On Mon, Feb 08, 2021 at 10:26:54AM +0200, Nikolay Borisov wrote:
> During allocation the allocator will try to allocate an extent using
> cluster policy. Once the current cluster is exhausted it will remove the
> its entry under btrfs_free_cluster::lock and subsequently acquire
> btrfs_free_space_ctl::tree_lock to dispose of the already-deleted
> entry and adjust btrfs_free_space_ctl::total_bitmap.
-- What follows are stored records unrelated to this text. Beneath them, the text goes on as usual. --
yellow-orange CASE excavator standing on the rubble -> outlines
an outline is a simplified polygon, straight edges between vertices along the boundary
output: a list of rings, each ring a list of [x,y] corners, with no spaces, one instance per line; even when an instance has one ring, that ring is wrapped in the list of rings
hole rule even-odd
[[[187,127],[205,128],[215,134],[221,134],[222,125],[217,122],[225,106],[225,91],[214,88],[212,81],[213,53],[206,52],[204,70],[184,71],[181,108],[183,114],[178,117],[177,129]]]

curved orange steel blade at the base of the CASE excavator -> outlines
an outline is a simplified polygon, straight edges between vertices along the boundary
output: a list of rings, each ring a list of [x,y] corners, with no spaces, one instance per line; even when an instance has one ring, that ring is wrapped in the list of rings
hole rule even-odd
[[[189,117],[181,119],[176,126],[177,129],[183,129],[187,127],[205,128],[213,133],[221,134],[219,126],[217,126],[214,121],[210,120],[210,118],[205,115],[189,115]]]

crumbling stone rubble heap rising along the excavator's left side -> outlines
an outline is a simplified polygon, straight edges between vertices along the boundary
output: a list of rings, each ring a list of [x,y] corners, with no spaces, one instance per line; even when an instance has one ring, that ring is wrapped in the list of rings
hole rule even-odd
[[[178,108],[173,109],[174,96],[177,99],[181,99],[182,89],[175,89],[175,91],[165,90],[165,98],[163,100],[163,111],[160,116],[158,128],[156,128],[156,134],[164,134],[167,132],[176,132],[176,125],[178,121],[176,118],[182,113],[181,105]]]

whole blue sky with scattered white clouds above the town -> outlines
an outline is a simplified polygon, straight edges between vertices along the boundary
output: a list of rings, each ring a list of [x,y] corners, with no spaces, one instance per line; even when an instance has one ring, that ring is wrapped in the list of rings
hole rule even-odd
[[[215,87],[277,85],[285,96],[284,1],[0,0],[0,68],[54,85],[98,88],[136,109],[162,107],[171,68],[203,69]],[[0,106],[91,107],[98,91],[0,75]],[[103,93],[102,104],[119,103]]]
This poses a
> problem because there exists a race condition between removing the
> entry under one lock and doing the necessary accounting holding a
> different lock since extent freeing only uses the 2nd lock. This can
> result in the following situation:
>
> T1: T2:
> btrfs_alloc_from_cluster insert_into_bitmap <holds tree_lock>
> if (entry->bytes == 0) if (block_group &&
> !list_empty(&block_group->cluster_list)) {
> rb_erase(entry)
>
> spin_unlock(&cluster->lock);
> (total_bitmaps is still 4) spin_lock(&cluster->lock);
> <doesn't find entry in cluster->root>
> spin_lock(&ctl->tree_lock); <goes to new_bitmap label, adds
> <blocked since T2 holds tree_lock> <a new entry and calls
> add_new_bitmap>
> recalculate_thresholds <crashes,
> due to total_bitmaps
> becoming 5 and triggering
> an ASSERT>
>
> To fix this ensure that once depleted, the cluster entry is deleted when
> both cluster lock and tree locks are held in the allocator (T1), this
> ensures that even if there is a race with a concurrent
> insert_into_bitmap call it will correctly find the entry in the cluster
> and add the new space to it.
>
> Signed-off-by: Nikolay Borisov <[email protected]>
> Cc: <[email protected]>
Added to for-next, targeting 5.12-rc, thanks.